JCO Oncology Practice has recently published two important papers: a clinical review article by Elizabeth A Brem MD and Susan O'Brien MD and a commentary by Nitin Jain MD which outline the current frontline therapies for CLL.
Nitin Jain's excellent summary, titled 'Evolving Treatment Paradigm in Frontline CLL', reminds us that:
'The field of CLL has changed remarkably in the last few years with increasing utilization of targeted therapies and a substantial decrease in the use of chemoimmunotherapy. Until recently, chemoimmunotherapy regimens such as fludarabine, cyclophosphamide, and rituximab (FCR), bendamustine and rituximab, and chlorambucil and obinutuzumab were considered standard first-line therapy for patients with CLL. With the introduction of Bruton tyrosine kinase (BTK) inhibitors such as ibrutinib and acalabrutinib and B-cell lymphoma 2 inhibitor venetoclax, the treatment paradigm for CLL has changed dramatically.'
Regarding FCR, he says:
'The role of chemoimmunotherapy is restricted to young patients (typically age < 65 years) with CLL without significant comorbidities who have mutated immunoglobulin heavy chain and no del(17p)/TP53 mutation; this constitutes only about 10% of all patients with CLL requiring first-line therapy. For this patient population, the treatment with FCR regimen can lead to long-term disease-free survival in about 50%-55% of the patients.'
Regarding the start of treatment, he writes:
'It is important to emphasize that the treatment indications as per iwCLL 2018 criteria must be met before therapy is initiated for patients with CLL, even among patients with high-risk genomics such as those with del(17p) or TP53 mutation. When the patient meets treatment criteria, the treatment selection should be based on age, comorbidities, renal function, genomics of CLL, and patient preference.'
The summary article concludes:
'With the currently available therapeutic armamentarium and with the additional therapies in clinical trials such as novel noncovalent BTK inhibitors and cellular therapies, the therapy options will continue to evolve with time and hopefully, the majority of patients with CLL will be able to have a normal life expectancy in the future.'
The review article, 'Frontline Management of CLL in 2021', covers the following topics:
Incorporating Targeting Agents into Initial Therapy for CLL - BTKis, BCL2 Inhibition, Combining BTK and BCL2 Inhibitors
What Order Should These Drugs be Used In?
Special Considerations - CLL With TP53 Mutation or 17p Deletion, COVID-19
Summary:
'As detailed, we now have many effective, well-tolerated agents for the treatment of CLL. Questions still remain as to the optimal combination of agents, the sequencing of agents, and the duration of therapy.

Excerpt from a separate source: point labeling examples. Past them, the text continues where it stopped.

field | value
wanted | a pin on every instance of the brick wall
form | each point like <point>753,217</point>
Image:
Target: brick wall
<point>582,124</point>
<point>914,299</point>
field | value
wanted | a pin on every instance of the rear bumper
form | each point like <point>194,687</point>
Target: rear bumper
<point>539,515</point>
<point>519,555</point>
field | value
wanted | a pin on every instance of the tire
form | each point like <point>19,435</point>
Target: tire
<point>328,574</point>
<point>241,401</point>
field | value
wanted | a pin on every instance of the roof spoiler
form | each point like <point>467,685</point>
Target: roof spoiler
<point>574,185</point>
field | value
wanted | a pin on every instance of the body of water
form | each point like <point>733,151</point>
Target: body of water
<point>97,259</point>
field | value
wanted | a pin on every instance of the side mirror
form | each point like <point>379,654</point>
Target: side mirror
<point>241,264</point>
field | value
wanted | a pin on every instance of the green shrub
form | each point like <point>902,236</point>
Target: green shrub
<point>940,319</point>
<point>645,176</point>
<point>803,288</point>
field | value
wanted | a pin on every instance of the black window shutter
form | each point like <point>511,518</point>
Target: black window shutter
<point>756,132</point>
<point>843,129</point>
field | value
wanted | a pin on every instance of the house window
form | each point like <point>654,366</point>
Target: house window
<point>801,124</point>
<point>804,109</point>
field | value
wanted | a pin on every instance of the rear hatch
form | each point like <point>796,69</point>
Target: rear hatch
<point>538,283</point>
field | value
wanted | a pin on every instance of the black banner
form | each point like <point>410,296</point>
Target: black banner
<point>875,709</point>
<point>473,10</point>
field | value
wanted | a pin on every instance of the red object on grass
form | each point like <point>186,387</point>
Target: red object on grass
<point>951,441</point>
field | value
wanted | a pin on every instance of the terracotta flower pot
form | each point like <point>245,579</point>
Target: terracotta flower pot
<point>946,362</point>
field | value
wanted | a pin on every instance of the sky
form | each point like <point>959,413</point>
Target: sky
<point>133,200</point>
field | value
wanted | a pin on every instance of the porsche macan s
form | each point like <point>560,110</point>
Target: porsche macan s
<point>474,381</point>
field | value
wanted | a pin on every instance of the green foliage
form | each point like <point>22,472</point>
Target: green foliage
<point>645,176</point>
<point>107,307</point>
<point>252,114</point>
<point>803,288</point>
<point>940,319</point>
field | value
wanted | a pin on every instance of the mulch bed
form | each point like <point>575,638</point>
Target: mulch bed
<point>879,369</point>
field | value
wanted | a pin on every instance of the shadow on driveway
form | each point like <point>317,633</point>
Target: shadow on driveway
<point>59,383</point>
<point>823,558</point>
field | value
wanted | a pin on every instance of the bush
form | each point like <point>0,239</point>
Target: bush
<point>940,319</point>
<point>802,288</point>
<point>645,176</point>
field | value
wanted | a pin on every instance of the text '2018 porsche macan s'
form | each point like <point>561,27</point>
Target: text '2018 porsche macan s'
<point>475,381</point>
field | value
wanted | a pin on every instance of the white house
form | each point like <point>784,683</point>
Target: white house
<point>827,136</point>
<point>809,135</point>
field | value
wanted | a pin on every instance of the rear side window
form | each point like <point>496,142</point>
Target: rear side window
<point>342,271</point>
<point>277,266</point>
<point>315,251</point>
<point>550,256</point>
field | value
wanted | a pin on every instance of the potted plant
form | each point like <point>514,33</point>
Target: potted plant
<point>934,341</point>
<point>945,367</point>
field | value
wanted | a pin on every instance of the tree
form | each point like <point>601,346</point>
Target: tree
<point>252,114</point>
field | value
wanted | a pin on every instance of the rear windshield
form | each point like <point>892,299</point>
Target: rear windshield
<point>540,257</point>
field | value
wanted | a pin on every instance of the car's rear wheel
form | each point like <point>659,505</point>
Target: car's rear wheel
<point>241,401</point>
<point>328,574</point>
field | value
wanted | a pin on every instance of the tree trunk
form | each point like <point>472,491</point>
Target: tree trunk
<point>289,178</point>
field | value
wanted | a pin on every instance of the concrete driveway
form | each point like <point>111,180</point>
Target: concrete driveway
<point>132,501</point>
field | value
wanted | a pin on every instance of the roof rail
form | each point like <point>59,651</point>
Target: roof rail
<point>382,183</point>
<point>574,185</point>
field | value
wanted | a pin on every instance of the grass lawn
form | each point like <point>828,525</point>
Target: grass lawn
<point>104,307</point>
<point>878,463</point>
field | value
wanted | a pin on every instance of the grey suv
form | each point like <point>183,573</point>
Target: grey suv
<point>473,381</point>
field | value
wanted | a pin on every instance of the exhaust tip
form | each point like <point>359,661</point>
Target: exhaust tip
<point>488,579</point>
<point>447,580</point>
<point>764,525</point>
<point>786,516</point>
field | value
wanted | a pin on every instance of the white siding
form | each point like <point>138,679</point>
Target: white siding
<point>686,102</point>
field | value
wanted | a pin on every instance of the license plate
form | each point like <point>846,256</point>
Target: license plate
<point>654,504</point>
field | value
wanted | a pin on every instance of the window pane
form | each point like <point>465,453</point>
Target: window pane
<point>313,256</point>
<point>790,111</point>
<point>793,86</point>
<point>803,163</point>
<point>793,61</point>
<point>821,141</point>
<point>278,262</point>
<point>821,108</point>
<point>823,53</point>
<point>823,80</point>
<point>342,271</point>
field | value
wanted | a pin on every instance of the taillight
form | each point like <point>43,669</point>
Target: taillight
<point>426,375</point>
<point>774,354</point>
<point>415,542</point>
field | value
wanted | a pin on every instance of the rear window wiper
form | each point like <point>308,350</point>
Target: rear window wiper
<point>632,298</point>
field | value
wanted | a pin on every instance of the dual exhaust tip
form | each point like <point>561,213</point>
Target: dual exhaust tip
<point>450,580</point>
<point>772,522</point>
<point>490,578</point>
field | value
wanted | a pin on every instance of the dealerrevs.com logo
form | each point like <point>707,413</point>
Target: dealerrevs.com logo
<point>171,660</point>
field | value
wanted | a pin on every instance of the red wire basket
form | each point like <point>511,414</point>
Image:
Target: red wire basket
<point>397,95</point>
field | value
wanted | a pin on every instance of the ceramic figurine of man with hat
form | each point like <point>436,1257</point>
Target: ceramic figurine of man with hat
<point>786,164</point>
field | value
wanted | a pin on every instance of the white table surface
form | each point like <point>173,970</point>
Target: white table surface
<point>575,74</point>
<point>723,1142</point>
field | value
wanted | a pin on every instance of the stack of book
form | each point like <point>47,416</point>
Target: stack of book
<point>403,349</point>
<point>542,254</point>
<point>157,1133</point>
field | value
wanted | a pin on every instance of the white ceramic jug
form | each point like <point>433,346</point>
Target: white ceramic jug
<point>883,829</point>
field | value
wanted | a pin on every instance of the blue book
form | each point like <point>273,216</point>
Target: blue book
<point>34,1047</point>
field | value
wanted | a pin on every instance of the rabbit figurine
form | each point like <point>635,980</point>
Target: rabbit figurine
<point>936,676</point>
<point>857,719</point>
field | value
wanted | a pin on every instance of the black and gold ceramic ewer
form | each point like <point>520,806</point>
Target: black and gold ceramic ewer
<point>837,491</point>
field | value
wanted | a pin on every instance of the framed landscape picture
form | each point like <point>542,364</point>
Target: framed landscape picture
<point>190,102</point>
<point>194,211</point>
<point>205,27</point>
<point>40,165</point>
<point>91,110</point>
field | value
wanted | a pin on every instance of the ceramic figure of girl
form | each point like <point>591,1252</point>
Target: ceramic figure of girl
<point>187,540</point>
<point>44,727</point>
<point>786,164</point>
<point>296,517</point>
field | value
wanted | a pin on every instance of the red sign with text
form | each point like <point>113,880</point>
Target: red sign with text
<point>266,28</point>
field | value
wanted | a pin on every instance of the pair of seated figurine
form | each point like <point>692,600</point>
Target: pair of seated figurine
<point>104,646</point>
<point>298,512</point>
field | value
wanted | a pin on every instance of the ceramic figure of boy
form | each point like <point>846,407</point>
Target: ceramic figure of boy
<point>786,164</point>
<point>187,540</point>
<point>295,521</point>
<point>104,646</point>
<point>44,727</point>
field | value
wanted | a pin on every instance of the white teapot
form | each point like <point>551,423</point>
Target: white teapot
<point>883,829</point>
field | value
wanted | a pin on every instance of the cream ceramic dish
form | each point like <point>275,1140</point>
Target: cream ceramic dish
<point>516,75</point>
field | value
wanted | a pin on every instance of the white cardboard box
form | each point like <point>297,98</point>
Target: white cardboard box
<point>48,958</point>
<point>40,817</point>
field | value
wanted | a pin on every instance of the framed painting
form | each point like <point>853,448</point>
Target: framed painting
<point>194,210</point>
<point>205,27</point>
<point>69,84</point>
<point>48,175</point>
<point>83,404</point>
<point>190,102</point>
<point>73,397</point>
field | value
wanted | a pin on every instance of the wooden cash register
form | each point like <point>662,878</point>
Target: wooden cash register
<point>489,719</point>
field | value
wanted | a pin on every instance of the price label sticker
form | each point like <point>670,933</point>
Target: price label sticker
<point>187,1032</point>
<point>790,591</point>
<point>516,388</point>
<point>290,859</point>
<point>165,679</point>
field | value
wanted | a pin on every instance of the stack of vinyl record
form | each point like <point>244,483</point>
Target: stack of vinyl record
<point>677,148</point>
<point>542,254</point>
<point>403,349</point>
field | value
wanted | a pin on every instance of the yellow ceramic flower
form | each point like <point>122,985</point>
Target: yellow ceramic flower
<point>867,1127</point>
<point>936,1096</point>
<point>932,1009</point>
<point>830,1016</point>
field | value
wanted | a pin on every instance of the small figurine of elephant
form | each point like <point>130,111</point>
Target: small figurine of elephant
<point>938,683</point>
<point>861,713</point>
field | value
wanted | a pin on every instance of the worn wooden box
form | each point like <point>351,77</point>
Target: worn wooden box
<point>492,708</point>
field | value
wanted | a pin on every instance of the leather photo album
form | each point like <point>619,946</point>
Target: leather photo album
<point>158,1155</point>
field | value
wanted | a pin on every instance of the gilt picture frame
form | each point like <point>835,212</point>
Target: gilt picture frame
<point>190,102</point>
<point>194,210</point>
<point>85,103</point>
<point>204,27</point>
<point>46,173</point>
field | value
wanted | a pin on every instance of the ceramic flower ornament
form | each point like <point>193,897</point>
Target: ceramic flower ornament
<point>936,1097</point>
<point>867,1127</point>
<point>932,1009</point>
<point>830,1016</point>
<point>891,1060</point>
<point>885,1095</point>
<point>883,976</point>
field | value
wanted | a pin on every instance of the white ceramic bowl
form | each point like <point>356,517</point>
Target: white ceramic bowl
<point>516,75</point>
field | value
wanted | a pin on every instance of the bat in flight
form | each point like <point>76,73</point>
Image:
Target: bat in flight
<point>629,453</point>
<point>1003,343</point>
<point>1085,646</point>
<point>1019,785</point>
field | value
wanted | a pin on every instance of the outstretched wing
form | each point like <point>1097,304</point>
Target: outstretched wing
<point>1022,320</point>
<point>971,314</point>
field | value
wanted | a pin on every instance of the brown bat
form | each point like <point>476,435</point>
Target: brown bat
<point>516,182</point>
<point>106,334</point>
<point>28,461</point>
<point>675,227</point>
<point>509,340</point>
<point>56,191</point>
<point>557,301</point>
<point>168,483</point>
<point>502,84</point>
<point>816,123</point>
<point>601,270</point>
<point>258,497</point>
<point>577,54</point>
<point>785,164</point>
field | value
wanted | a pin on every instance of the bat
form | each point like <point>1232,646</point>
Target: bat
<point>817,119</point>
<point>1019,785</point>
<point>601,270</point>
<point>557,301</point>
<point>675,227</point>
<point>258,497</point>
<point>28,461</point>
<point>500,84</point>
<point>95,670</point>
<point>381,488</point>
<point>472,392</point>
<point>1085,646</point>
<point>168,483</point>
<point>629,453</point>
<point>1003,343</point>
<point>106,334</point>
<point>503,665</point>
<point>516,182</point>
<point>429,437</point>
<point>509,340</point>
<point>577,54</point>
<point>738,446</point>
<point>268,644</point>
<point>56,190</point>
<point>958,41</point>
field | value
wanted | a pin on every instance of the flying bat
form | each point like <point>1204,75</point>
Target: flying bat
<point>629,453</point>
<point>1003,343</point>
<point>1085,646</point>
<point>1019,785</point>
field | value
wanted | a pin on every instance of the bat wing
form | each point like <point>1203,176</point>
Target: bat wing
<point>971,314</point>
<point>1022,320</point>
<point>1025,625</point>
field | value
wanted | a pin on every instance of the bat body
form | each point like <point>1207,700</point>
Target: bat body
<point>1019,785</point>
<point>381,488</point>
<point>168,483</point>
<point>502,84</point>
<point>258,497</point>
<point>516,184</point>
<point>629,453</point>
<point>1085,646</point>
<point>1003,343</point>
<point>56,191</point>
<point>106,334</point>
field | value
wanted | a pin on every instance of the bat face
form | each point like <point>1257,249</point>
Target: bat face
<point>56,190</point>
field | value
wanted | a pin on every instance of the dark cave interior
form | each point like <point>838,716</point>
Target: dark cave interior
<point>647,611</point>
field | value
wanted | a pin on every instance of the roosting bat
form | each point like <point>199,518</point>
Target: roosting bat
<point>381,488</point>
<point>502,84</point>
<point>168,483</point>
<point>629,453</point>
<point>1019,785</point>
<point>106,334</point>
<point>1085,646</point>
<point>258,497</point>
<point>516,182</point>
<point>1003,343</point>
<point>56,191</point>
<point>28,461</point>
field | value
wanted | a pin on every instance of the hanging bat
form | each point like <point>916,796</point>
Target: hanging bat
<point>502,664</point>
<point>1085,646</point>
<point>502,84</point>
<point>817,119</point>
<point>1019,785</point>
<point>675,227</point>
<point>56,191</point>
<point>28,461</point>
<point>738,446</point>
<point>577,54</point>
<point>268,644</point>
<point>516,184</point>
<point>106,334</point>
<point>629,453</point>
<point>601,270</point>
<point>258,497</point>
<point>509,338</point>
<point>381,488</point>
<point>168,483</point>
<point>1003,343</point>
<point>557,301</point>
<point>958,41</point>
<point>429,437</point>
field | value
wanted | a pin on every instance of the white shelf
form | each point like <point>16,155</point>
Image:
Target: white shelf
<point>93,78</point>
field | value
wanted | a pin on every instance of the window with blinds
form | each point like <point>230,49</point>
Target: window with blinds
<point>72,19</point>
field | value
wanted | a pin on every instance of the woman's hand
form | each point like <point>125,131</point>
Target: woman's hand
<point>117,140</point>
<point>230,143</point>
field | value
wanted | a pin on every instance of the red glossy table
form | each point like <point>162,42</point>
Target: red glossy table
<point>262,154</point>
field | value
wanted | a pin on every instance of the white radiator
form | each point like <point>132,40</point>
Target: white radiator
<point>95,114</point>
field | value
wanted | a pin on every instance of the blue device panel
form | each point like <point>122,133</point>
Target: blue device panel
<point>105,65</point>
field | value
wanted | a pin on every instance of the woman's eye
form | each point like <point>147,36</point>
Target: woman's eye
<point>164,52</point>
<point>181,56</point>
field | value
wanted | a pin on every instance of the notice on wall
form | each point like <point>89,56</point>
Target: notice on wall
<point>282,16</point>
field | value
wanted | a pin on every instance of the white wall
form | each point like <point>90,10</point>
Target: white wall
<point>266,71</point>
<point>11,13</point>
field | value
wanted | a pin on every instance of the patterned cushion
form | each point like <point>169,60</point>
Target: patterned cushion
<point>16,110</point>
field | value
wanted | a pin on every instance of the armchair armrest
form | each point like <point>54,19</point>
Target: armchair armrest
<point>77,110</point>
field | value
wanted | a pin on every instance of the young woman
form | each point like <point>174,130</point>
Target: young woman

Using time-defined courses of therapy is possible, but whether the duration should be dictated by time or the achievement of MRD undetectability in either the peripheral blood or bone marrow remains an open question. It is possible that even if indefinite BTKi therapy is chosen, that MRD data will evolve and support at least a subset of patients stopping therapy at some point.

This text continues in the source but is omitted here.